研究者紹介 北村勇吉

  • きたむら ゆうきち
    北村 勇吉
  • 職名 助教
    学部 工学部
    研究分野 理論化学、計算化学
    研究キーワード 量子化学、分子シミュレーション、凝集系化学反応系
    最終学歴 名古屋大学大学院情報科学研究科(現 情報学研究科)

    研究暦 2013年4月~2015年3月 日本学術振興会 特別研究員(DC2)
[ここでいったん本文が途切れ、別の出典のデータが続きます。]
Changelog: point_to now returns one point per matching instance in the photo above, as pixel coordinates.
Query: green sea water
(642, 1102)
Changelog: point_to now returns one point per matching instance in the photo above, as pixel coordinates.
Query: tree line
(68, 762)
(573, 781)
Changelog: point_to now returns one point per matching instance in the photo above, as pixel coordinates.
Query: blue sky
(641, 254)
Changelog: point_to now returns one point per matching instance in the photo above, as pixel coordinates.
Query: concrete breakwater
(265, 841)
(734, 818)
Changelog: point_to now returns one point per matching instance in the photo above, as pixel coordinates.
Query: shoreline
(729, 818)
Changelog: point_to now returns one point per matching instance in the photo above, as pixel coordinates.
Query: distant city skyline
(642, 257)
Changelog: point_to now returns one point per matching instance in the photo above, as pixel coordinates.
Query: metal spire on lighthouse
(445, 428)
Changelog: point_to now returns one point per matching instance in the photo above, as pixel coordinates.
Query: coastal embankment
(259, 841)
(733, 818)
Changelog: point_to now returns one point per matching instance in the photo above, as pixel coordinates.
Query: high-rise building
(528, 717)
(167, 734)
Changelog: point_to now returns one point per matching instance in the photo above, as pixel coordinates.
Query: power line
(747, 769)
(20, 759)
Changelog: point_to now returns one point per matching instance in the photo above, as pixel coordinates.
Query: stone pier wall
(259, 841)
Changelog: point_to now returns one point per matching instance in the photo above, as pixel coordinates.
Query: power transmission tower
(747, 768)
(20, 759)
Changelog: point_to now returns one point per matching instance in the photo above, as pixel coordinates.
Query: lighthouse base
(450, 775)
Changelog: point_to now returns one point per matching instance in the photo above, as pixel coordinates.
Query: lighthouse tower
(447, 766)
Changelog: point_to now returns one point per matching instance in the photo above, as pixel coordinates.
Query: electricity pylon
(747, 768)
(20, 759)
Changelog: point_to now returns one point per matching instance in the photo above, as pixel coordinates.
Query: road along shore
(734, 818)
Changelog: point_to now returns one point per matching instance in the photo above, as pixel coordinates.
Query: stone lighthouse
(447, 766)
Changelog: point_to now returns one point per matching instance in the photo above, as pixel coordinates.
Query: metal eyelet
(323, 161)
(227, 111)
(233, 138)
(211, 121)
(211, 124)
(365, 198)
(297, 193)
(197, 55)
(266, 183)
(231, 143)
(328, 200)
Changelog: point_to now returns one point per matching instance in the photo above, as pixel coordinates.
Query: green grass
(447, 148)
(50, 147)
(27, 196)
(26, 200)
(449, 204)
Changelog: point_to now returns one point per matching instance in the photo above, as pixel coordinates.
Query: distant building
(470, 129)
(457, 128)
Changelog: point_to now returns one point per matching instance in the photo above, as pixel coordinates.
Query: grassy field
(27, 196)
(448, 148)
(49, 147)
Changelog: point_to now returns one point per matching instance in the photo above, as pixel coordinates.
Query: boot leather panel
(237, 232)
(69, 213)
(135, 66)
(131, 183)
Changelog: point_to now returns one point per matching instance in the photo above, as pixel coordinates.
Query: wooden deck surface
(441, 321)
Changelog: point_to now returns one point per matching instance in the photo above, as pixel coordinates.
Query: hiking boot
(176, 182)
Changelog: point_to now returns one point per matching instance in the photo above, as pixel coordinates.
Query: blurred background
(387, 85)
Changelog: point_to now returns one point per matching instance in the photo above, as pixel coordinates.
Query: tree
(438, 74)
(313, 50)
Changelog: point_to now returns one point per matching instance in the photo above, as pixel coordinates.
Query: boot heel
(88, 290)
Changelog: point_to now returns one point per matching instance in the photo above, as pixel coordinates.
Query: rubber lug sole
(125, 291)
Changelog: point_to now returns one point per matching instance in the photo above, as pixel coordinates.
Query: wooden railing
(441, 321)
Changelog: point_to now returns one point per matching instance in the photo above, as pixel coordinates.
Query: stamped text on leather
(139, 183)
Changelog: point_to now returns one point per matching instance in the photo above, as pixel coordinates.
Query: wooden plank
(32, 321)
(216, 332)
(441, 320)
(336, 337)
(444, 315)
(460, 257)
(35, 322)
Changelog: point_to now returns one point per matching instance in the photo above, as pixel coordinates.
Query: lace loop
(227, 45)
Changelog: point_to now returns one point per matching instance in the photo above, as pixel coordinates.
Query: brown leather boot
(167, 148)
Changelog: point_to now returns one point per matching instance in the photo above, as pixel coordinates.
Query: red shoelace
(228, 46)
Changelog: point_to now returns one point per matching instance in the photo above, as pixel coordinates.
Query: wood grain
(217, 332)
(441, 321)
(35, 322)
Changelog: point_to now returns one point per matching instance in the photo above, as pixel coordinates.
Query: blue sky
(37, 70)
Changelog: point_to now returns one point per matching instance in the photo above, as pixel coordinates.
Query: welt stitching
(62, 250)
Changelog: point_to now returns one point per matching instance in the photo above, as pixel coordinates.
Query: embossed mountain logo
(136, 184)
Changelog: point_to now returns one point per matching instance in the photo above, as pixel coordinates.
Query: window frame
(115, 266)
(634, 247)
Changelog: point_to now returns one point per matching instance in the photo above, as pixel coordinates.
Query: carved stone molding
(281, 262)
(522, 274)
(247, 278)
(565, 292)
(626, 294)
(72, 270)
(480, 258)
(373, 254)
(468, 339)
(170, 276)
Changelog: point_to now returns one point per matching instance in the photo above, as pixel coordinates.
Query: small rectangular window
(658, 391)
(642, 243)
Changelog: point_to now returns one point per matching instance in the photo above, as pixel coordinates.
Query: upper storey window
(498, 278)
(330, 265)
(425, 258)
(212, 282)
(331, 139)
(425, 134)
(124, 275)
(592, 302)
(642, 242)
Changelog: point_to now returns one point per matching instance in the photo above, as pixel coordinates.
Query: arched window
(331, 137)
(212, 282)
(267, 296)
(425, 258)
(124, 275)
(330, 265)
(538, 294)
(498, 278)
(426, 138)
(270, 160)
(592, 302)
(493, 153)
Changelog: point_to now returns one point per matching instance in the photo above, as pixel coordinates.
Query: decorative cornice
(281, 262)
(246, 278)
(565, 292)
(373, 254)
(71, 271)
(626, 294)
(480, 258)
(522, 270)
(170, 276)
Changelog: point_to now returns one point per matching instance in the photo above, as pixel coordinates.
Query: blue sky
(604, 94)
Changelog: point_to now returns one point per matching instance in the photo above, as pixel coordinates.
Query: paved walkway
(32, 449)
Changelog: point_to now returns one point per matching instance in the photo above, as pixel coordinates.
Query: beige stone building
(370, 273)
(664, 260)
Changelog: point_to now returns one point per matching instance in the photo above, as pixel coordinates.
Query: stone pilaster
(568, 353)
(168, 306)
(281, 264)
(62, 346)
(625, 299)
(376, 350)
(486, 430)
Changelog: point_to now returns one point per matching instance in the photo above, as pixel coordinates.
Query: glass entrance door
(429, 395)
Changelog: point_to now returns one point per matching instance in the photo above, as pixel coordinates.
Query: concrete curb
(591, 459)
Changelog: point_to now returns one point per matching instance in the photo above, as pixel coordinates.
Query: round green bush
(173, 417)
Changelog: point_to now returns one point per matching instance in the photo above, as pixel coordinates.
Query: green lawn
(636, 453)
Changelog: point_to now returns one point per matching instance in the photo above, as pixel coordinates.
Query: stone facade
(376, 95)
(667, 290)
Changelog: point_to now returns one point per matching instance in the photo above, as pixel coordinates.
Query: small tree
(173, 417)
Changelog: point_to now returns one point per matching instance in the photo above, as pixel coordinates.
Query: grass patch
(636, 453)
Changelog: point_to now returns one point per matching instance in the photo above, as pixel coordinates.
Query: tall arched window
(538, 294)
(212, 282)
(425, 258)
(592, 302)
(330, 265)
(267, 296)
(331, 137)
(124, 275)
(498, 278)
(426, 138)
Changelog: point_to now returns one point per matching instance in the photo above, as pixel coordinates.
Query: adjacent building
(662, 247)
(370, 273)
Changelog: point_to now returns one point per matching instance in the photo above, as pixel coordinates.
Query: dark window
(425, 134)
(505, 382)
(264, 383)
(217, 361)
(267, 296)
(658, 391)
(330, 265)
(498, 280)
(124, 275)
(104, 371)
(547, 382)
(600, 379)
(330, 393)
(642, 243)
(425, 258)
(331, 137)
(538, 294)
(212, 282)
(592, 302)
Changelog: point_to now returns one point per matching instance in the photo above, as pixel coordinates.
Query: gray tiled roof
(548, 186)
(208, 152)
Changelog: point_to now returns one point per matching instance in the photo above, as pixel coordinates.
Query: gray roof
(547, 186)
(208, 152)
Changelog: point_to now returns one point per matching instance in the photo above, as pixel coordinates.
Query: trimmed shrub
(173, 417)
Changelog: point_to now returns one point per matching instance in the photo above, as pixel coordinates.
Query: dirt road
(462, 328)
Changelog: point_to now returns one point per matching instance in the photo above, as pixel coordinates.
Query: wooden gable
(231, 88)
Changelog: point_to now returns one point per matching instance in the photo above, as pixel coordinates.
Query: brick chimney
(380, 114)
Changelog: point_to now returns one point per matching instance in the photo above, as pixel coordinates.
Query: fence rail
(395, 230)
    2015年4月~2020年9月 名古屋大学大学院情報科学研究科 科学研究費博士研究員
    コメント 化学製品から生体物質に亘る多くの系は、溶媒や共存分子群を含む分子集合環境の中で、機能的な化学的・物理的応答を示します。これらの”凝集系化学反応系”を理論的に理解するために、量子化学計算や分子動力学計算などの理論計算手法を駆使しながら, 液体系や生体分子系といった凝縮相系の構造・ダイナミクス・ 分子間相互作用・分光学的性質・機能などの解明に取り組んでいます。これまで、自由エネルギー勾配法に摂動的自由エネルギー補正法を新たに導入し、高精度な量子化学計算手法に基づいた構造最適化およびスペクトル解析が可能となる方法論を開発し、構造変化と溶媒効果による振動スペクトルの分子的起源を明らかにしました。また、溶液反応におけるpH依存特性を考慮するために配置選択(Configuration Selection: CS)法の導入した新規分子動力学シミュレーション法を開発し、手続きの簡素化しただけでなく、従来の離散的な状態遷移過程では難しかった微視的な溶媒効果を考慮することが可能としました。さらに、量子化学計算法を導入することで、有機分子や生体分子のみならず、無機分子を考慮することが可能としました。また、生体高分子のアロステリック制御機構に関する研究も推進しており、情報科学手法(統計解析や機械学習法など)を応用することで、詳細な構造変化様式やエフェクターの分子的起源を明らかにしています。これまで得られた理論的・情報科学的手法を発展させることで、凝縮相系での分子スペクトルの解明に取り組んでいます。